As part of the process of developing the Heat Stress Scale, Sweltering Cities organised and facilitated focus groups throughout Western Sydney and online to obtain feedback from general users. We collaborated with over 150 participants at Penrith Valley Regional Sports Centre, Penrith, Parramatta, and Blacktown Libraries, Parramatta Mission and The University of Sydney as well as online. Participants provided insights, opinions and perspectives on all aspects of the app including design, colours, terminology and future improvements that they would like to see. The data gathered through these interactions is presently under evaluation by the Heat and Health Research team, in preparation for upcoming summer testing.
Community perspectives are key to great heat health communication.
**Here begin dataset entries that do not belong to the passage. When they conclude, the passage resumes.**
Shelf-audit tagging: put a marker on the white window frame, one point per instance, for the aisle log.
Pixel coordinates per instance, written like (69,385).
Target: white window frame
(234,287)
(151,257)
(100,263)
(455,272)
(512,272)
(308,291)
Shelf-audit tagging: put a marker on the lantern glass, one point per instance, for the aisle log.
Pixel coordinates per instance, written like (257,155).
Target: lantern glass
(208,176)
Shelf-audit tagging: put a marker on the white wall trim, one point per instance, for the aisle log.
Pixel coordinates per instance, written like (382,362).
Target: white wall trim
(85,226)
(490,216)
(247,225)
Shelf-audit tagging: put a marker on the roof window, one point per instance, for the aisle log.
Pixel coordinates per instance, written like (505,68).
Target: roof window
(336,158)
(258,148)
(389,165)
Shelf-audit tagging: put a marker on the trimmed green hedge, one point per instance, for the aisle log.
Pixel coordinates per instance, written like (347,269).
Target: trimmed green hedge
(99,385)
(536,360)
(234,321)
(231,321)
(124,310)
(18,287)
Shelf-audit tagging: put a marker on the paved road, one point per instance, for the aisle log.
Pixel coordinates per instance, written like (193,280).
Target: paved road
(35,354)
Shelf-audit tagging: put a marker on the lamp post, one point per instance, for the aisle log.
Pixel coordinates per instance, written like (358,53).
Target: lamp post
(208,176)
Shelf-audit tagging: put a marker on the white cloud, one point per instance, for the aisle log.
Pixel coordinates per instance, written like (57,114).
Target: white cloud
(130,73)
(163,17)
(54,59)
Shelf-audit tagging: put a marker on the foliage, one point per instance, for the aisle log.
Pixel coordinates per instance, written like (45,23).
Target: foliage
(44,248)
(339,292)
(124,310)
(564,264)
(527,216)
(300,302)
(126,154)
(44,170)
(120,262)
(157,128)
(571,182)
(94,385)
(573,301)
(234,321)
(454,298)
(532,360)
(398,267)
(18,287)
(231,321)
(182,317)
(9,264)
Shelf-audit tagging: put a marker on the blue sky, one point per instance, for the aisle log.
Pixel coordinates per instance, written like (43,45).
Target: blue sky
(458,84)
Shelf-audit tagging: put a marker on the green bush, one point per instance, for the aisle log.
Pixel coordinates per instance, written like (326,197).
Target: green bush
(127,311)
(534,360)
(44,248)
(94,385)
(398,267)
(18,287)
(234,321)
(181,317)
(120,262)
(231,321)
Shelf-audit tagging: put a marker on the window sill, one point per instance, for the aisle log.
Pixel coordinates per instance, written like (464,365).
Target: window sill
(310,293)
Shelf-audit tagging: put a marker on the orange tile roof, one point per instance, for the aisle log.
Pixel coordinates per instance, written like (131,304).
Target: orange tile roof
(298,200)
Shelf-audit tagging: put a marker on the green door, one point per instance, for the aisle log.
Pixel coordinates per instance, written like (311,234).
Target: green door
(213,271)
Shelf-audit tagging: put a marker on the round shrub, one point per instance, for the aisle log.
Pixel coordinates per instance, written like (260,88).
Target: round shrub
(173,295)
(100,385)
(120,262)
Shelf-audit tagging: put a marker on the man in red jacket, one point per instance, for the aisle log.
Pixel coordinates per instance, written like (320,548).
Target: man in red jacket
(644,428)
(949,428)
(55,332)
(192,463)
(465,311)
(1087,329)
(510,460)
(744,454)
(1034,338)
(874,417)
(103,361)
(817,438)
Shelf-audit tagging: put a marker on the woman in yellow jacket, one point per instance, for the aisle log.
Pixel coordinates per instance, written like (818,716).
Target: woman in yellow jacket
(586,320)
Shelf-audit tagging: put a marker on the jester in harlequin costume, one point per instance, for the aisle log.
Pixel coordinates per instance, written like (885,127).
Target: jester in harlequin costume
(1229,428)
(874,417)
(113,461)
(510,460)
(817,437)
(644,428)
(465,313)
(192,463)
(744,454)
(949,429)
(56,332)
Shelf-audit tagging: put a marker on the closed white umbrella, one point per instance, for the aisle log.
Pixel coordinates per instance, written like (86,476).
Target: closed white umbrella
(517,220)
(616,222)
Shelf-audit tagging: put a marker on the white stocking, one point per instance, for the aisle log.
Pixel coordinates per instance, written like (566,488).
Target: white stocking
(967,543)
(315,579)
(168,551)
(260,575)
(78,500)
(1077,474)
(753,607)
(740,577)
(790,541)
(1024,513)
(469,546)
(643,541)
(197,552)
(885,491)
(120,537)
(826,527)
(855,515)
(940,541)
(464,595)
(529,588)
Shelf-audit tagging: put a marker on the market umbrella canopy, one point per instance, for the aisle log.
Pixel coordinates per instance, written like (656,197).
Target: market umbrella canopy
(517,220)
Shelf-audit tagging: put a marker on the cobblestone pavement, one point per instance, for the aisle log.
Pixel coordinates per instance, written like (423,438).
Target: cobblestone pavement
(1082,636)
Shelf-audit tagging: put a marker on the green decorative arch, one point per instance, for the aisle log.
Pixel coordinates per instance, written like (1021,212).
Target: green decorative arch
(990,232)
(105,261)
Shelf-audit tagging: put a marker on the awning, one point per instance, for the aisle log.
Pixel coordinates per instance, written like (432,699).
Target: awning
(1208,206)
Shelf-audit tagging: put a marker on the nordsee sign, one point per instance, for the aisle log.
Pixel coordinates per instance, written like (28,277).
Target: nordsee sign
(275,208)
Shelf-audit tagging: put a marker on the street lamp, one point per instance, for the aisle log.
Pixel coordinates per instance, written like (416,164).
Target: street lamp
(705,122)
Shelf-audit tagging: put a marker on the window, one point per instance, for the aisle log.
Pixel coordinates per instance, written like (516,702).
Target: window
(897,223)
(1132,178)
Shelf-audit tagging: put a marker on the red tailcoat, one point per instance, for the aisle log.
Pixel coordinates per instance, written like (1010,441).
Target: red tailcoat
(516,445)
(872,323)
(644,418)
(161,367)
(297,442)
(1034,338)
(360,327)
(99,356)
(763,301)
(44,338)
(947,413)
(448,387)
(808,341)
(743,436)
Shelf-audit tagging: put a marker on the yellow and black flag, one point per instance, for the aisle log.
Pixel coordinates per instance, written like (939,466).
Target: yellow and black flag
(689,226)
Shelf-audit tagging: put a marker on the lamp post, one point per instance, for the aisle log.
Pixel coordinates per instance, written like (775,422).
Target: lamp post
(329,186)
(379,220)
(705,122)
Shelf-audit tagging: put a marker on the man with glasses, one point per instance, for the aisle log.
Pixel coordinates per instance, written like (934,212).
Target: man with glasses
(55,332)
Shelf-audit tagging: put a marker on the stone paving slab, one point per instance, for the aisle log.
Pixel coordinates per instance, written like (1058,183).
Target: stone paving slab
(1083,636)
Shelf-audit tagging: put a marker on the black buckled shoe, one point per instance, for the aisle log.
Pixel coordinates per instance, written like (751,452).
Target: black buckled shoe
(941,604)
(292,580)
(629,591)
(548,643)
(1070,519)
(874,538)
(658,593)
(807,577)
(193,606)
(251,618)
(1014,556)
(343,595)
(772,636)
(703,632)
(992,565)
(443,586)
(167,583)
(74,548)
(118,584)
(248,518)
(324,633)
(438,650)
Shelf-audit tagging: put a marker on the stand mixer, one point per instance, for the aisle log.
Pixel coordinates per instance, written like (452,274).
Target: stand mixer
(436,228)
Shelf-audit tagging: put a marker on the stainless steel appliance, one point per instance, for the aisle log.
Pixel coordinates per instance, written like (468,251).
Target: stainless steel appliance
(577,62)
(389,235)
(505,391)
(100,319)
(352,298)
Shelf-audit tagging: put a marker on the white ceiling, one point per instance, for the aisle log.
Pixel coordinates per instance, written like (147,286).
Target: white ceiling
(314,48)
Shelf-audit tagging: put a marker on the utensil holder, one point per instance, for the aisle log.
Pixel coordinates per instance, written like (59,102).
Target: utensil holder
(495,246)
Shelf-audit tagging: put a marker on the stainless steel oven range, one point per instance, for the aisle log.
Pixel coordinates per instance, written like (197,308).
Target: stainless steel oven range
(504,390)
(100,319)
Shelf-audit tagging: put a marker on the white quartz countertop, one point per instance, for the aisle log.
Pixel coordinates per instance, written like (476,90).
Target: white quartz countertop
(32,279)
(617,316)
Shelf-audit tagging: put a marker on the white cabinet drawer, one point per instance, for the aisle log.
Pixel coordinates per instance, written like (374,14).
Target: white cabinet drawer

As a partner in this project, we were able to facilitate feedback from diverse communities across Western Sydney that will make the final product more useful for those communities and more likely to save lives.
Although most of us encounter heat stress at some point, the risk to our health can be underestimated. In Australia, regardless of the temperature, the expectation persists to continue our normal everyday activities. You may be surprised to know that Australian Work Health and Safety laws do not specify a “stop work” temperature.
We know our climate is getting hotter and our summers reach dangerously high temperatures, which makes this work more important than ever. We look forward to reporting back to you with the results from testing the app this summer in Western Sydney.